Cheap cladding is thought to have played a part in helping the blaze spread quickly through the 24-storey tower.
NFIA chief executive Wayne Smith said with government documents showing as many as 2,500 buildings in NSW could be fitted with similar cladding, more needs to be done to tighten fire safety standards.
Mr Smith said NSW needs to follow Victoria and Queensland in introducing the highest fire safety standards in the country to minimise potential dangers posed by cladding and tackle the amount of non-compliant and dangerous building materials that have been "flooding the domestic market for some time now".
"NFIA believes that the government should introduce legislation that ensures all fire safety systems are designed, installed, maintained and certified only by those practitioners with appropriate skills, knowledge and nationally-recognised qualifications," he said in a statement on Monday.

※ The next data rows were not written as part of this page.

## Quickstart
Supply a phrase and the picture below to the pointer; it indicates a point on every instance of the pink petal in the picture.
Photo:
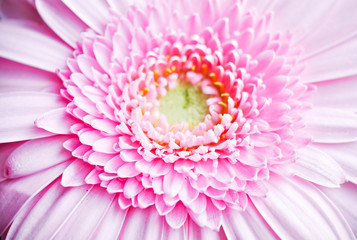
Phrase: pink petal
(214, 216)
(318, 167)
(337, 61)
(28, 44)
(18, 77)
(75, 173)
(111, 224)
(21, 110)
(172, 183)
(56, 121)
(49, 212)
(329, 125)
(61, 20)
(15, 192)
(36, 155)
(177, 217)
(143, 224)
(95, 13)
(146, 198)
(188, 194)
(328, 94)
(103, 55)
(298, 210)
(344, 198)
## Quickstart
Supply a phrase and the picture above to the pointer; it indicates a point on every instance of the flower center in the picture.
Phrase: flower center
(184, 103)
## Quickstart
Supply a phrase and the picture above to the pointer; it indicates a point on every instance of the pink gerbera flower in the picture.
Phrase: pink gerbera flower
(162, 119)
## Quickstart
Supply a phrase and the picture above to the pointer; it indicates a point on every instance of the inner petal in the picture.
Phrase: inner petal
(184, 103)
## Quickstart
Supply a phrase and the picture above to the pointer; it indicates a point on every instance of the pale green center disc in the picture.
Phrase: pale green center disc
(185, 103)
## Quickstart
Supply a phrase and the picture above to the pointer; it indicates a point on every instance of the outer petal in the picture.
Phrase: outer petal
(337, 61)
(61, 20)
(19, 110)
(143, 224)
(15, 192)
(338, 26)
(29, 44)
(318, 167)
(20, 9)
(297, 210)
(329, 125)
(46, 216)
(56, 121)
(338, 94)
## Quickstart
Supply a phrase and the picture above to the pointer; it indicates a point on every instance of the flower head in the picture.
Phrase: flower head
(202, 118)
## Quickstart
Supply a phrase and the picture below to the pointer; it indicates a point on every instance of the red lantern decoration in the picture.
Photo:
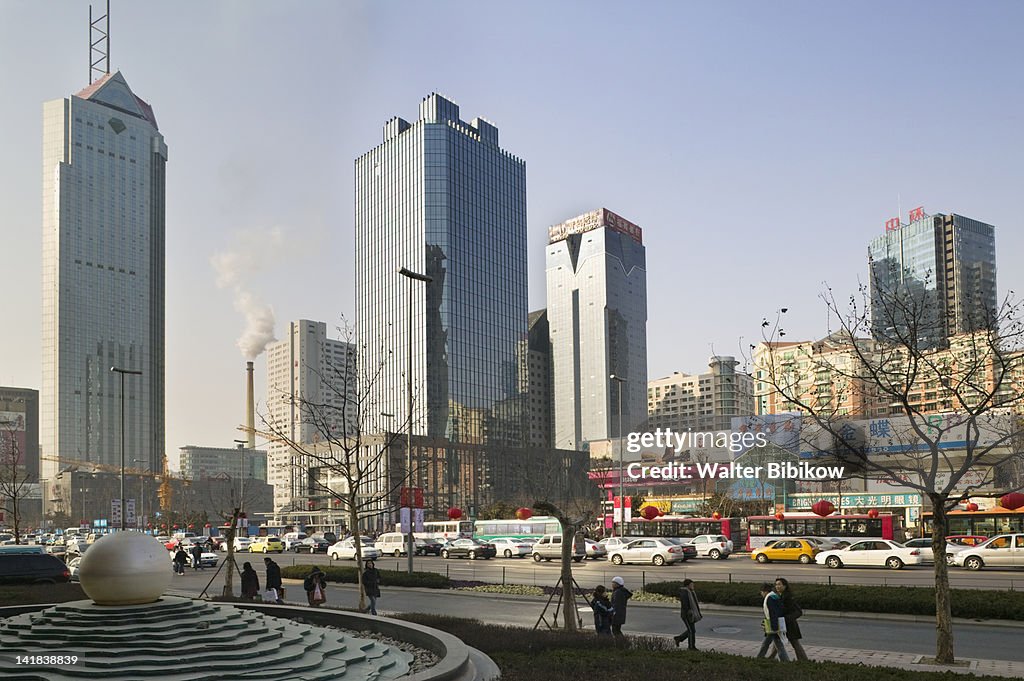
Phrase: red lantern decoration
(1013, 501)
(823, 508)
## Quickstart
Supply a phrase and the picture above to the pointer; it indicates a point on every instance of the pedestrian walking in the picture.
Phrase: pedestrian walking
(315, 586)
(774, 623)
(372, 585)
(791, 612)
(273, 580)
(602, 610)
(180, 558)
(620, 596)
(250, 582)
(689, 612)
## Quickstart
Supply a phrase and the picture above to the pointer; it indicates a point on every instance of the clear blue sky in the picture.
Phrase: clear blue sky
(760, 145)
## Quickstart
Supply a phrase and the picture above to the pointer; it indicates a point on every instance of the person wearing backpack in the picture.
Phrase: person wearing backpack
(791, 612)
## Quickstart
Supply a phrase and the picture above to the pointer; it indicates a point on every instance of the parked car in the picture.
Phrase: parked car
(549, 548)
(266, 545)
(595, 550)
(870, 553)
(713, 546)
(655, 550)
(311, 545)
(786, 549)
(242, 543)
(345, 549)
(928, 555)
(1001, 551)
(510, 547)
(32, 568)
(469, 548)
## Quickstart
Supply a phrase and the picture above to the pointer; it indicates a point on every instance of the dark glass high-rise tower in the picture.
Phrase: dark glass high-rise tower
(439, 197)
(933, 279)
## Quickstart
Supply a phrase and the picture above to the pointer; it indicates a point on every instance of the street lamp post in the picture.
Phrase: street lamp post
(411, 544)
(622, 497)
(124, 505)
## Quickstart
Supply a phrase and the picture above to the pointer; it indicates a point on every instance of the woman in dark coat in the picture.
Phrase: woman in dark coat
(791, 612)
(250, 582)
(372, 585)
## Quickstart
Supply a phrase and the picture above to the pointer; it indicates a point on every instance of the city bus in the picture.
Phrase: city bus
(534, 527)
(979, 523)
(442, 529)
(677, 525)
(763, 528)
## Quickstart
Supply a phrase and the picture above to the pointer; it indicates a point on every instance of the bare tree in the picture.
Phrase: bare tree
(891, 353)
(347, 467)
(13, 474)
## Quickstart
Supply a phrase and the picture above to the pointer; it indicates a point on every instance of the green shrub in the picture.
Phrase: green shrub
(903, 600)
(388, 578)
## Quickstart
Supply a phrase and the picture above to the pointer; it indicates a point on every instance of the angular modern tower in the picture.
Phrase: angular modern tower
(933, 278)
(440, 198)
(103, 206)
(597, 315)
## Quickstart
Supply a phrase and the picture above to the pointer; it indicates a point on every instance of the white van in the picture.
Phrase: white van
(396, 544)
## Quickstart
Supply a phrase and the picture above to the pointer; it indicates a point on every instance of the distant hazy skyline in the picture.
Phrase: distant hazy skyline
(760, 146)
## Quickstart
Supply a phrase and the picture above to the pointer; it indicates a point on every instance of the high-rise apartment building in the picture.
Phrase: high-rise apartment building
(700, 402)
(932, 279)
(305, 371)
(103, 206)
(440, 198)
(597, 313)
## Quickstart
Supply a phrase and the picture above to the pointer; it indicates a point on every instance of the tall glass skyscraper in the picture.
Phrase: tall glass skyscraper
(103, 161)
(933, 279)
(597, 316)
(440, 198)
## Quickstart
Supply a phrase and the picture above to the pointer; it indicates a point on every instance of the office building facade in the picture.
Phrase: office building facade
(932, 279)
(305, 371)
(103, 207)
(700, 402)
(440, 198)
(597, 315)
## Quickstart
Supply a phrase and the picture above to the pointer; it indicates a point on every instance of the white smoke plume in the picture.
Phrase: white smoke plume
(255, 252)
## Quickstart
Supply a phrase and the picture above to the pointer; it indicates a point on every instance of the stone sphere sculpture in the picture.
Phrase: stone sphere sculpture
(125, 568)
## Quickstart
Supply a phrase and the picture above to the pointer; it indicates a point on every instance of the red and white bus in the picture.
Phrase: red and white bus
(677, 525)
(763, 528)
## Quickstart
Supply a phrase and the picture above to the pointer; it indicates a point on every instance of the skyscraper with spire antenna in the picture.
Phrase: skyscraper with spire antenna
(103, 208)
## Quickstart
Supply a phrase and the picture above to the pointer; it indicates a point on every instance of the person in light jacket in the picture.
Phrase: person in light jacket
(774, 623)
(689, 611)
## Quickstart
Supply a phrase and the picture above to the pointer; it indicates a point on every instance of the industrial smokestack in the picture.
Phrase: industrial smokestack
(250, 407)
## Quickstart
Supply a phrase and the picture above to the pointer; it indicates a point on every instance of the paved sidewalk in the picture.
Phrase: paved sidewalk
(869, 657)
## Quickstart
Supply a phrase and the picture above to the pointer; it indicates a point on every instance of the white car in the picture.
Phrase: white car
(928, 555)
(1001, 551)
(712, 546)
(512, 548)
(870, 553)
(345, 549)
(654, 550)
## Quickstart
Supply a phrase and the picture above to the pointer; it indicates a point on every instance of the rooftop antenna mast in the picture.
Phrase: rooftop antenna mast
(99, 44)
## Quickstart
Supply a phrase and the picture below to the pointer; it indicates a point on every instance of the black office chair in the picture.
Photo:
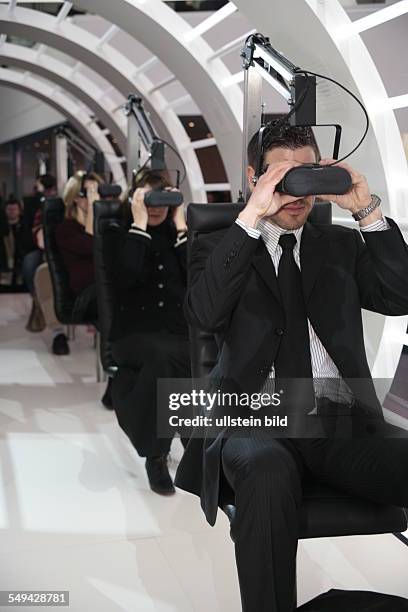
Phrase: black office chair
(105, 214)
(325, 512)
(64, 298)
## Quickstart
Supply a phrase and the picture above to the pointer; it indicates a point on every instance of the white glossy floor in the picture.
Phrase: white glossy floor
(76, 512)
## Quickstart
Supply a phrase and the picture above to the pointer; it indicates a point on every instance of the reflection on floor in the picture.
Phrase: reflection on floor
(76, 512)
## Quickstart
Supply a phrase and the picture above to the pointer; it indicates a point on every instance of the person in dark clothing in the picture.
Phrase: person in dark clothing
(13, 245)
(74, 238)
(149, 334)
(284, 299)
(41, 315)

"We are calling for mandated standards of expertise, that are aligned with nationally-recognised, approved and registered fire protection qualifications that are independently supervised and audited by the federal government's Australian Skills Quality Authority."
There have been claims the cladding installed on the Grenfell Tower during a renovation last year may not have complied with British building regulations.
Ms Berejiklian on Sunday said the NSW government had been working behind the scenes since the London disaster to ensure residents are protected.
"We've got our agencies working with a sense of urgency about this and as soon as we can we'll bring forward any action we need to take," she said.